Contractions On Monitor But Not Feeling Them – A Normal Occurrence

A contraction monitor, or tocodynamometer, is a device used by doctors for accurately monitoring uterine activities. It is used along with electronic fetal monitoring, or cardiotocograph, for recording the fetal heart rate. In some women, the monitor will register a contraction, but they may not feel them at all. The event is entirely normal, and a contraction on the monitor does not always mean that she is going into labor. It may be just a normal physiological uterine activity that softens the cervix and prepare it for delivery.

Monitoring contractions

Uterine contraction is normal and occurs throughout the pregnancy. Some contractions are mild and subtle, and moms are unaware that it is even happening.

These are the kind that is not strong enough to dilate the cervix. Some contractions are painful but are just Braxton Hicks or false contractions.

Monitoring the contraction is important to address the possibility of preterm labor. That is why later in your pregnancy, your doctor will perform a routine cardiotocography as early as the 28th week.

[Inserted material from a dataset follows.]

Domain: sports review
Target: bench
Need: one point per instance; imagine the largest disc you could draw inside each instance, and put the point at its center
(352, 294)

It will screen the fetal heart activity and the muscles of the uterus to keep track of its simultaneous contractions.

Not feeling the contractions

Did you know that a non-pregnant uterus also generates strong uterine contraction?

That’s because the uterus is a muscle that works to expel its contents – including the baby when pregnant. However, the body has a unique mechanism that prevents the expulsion of the fetus in a majority of pregnant mothers.

In pregnancy, the uterus expands excessively, and the uterine tone rises. The contractions then begin to vary in intensity, frequency, strength, duration, and even in shape. Thus, the preparatory contractions also vary in every mother’s perception.

Contractions go unnoticed when it is weak, small, and occur in a short duration. These low-intensity contractions happen during the early stages of the pregnancy.

Secondly, moms may experience a Braxton Hicks contraction that may be mild but frequent. However, Braxton Hicks can either be subtle or too strong that mothers believe they are already experiencing true labor.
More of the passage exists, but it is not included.